June 10, 2011
4.00 o'clock this morning.
I am wide awake.
Dark outside.
Stephen snoring fitfully beside me.
Keith and his friend Rossco stumbling back and forth between Keith's room and the bathroom is who knows what state of mind.
Dogs sound asleep.
Me laying beside the cacophanous Stephen, thinking of all the work I had to do, work that involves word processing programs and not hoes and spades.
Which was enough to get me out of bed at 5.00 am.
Who could possibly sleep with the knowledge of grant applications, journal articles, textbooks pressing in on their conscience?
Not me.
Resigned to wakefulness, I wander downstairs to make coffee, feed the hounds, who were now awake because I was, and take them out for their morning ablutions.
Even in the semi dark of 5.00 am I noticed there were vaguely familiar lumps in the front hallway.
Tentatively I touch one of these lumps.
Yup.
Poop.
It would seem that Stephen fell asleep before taking Tikka out for her final hurrah before bed.
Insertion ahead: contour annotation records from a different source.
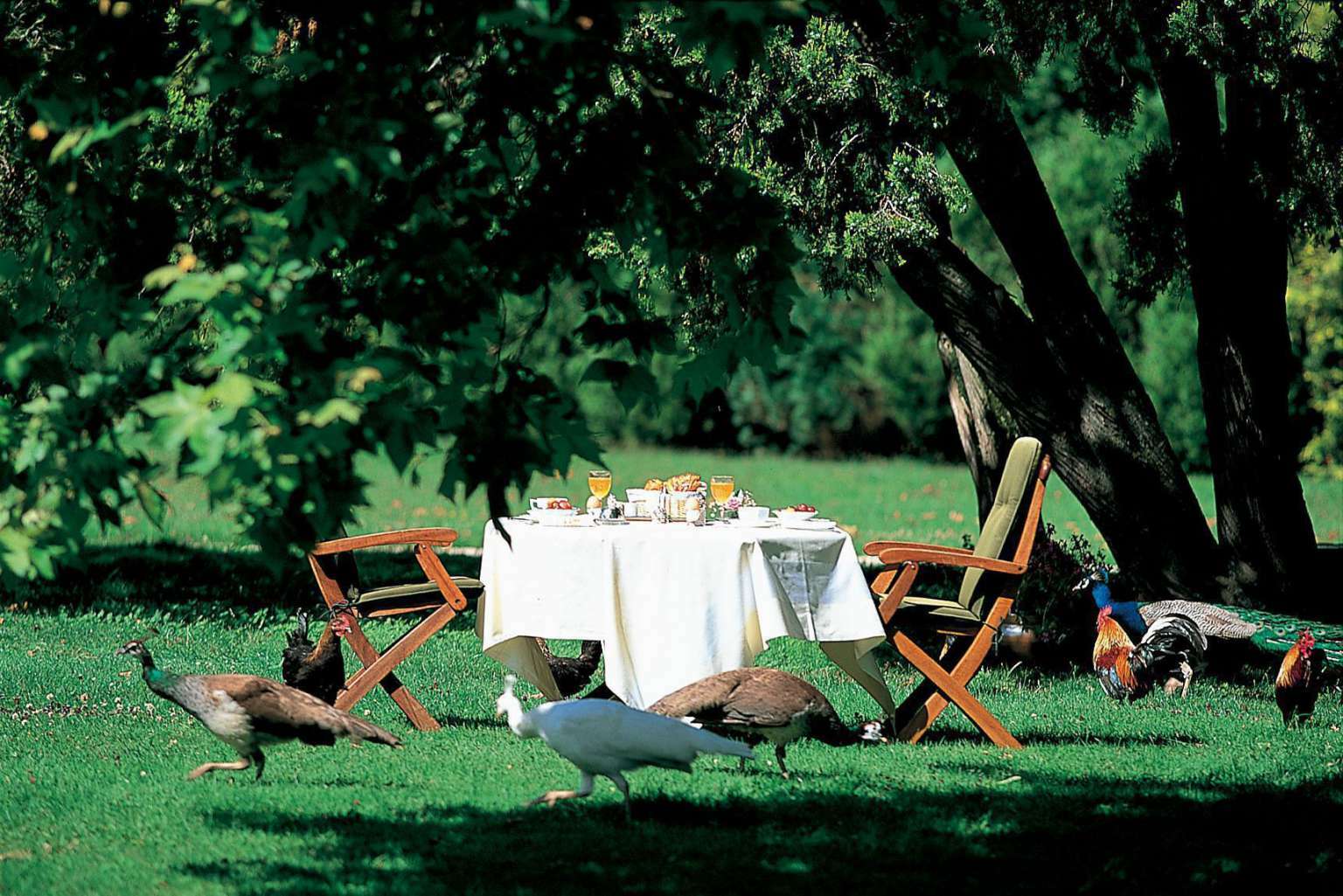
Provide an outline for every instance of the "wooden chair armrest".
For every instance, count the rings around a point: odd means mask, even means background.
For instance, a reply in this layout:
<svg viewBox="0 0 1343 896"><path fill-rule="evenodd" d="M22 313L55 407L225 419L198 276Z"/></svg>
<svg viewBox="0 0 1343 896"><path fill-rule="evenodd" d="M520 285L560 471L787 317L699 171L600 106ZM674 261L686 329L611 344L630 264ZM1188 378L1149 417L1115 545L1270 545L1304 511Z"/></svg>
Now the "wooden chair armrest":
<svg viewBox="0 0 1343 896"><path fill-rule="evenodd" d="M384 544L431 544L446 548L457 541L457 529L428 528L428 529L398 529L395 532L373 532L372 535L352 535L346 539L332 539L318 541L309 553L322 556L326 553L345 553L346 551L361 551L376 548Z"/></svg>
<svg viewBox="0 0 1343 896"><path fill-rule="evenodd" d="M1021 575L1026 571L1025 563L999 560L997 557L978 557L974 553L956 553L954 551L929 547L890 548L889 551L881 552L881 562L886 566L896 566L900 563L937 563L941 566L974 567L976 570L987 570L990 572L1010 572L1013 575Z"/></svg>
<svg viewBox="0 0 1343 896"><path fill-rule="evenodd" d="M869 541L862 545L862 552L869 556L880 556L882 551L892 548L931 548L933 551L947 551L948 553L974 553L970 548L948 548L940 544L924 544L923 541Z"/></svg>

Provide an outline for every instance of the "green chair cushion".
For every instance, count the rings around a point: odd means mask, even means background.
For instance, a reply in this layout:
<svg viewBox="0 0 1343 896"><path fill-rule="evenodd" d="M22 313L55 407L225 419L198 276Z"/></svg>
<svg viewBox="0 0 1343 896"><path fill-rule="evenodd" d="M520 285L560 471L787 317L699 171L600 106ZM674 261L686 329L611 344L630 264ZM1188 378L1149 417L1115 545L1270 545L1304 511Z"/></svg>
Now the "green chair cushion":
<svg viewBox="0 0 1343 896"><path fill-rule="evenodd" d="M932 619L960 619L964 622L979 622L979 615L960 606L956 600L943 600L941 598L924 598L907 594L896 610L896 621L908 622L912 618L929 617Z"/></svg>
<svg viewBox="0 0 1343 896"><path fill-rule="evenodd" d="M1039 439L1022 437L1013 443L1007 463L1003 465L1002 480L998 482L998 492L994 494L994 506L988 510L984 527L979 532L979 541L975 543L975 556L1006 560L1017 549L1019 539L1010 536L1021 533L1026 493L1035 480L1044 453L1045 446ZM956 598L956 602L974 613L975 618L983 611L984 598L990 596L992 584L1002 580L1002 576L986 576L984 572L984 570L966 570Z"/></svg>

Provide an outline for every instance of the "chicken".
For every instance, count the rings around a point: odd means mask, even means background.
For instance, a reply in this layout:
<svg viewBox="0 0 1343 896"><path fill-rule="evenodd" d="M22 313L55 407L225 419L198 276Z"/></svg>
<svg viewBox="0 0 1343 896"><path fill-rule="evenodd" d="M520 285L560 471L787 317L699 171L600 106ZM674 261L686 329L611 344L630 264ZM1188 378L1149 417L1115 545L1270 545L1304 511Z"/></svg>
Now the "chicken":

Now, in Stephen's defence, Tikka had kept him up most of the night before.
He was exhausted.
I should have probably taken her out, but he assured me he was fine, it would be done, no problems.
Until someone shits in the hallway.
The real question is how come Stephen was up the previous night with Miss Tikka?
Thunder and lightening.
We had a loud and long lasting thunderstorm Wednesday evening.
Sheets of rain pouring from the sky?
No problem.
But throw in the flashes of lightening, and booming thunderclaps, and you have a 13 year old, 85 pound Belgian shepherd who doesn't know what the hell to do.
So she tries to dig holes in the bedroom floor.
Or, if we're really lucky, she attempts to scale our bodies.
Which is quite painful.
And we all bear the scars of her valiant attempts to crawl inside of our skin for safety and protection.
There have been nights were either Stephen or myself, or both, have been on either side of Tikka, on the floor, her tight between us, in an effort to sooth her shattered nerves.
Wednesday night, I hoisted her up on the bed with me, which kept her calm until Stephen came home with Keith and she had to give her Pookie his after work greeting, even though she was absolutely terrified a clap of thunder would strike her on the stairs.
And Frankie?
We actually don't know if he's afraid of thunder and lightening.
He just does whatever Tikka does.
I've been having a difficult time getting into a rhythm at work.
Plans for how to tackle work and enjoy the summer sun were made during our eight hour drive to Montreal.
Completely reasonable, doable plans.
Plans that would ensure the grant application was written, the journal article was finished, Stephen's proposal was finished and his ethics course complete.
Plans that guarantee all kinds of gardening time, dog walking time, hanging laundry to dry in the sun time. . .
But I just don't want to be in my office.
In front of my computer.
I want to be outside.
Alas, gardening isn't going to get anything written.
Nor is hanging laundry, or walking the dogs.
Therefore it would seem I have to work harder at implementing my plan.
Work until 2.00 pm, and then spend the rest of the day doing all my outside things.
Em finishes school next week, so theoretically, I could be to work by 7.00 am, which would mean seven hours of writing time.
Home for the remainder of the day, digging and planting and weeding and pulling.
So simple and logical on paper.
So difficult to implement.
The warm sun is calling me, calling me to come outside and enjoy the blue sky and gentle breezes.
What a time to decide to take up gardening.
I've faced tougher challenges than this.
Raising kids, Meredyth and Stephen in particular.
I can do this.
This morning, I am heading to the library.
No computers.
Just my very unpolished article, a pad of paper, a pen.
"Old school" according to my faithful Research Assistant.
Starbucks coffee.
Huge windows to remind me of what awaits me once my work is done for the day.
Now all I need is discipline.
If anyone has some to spare, you can find me on the main floor of the Harriet Irving Library.
I'll be the one staring out the windows with the venti Starbucks coffee cooling beside me, the unpolished article, pad of paper and pen sitting on the table, untouched.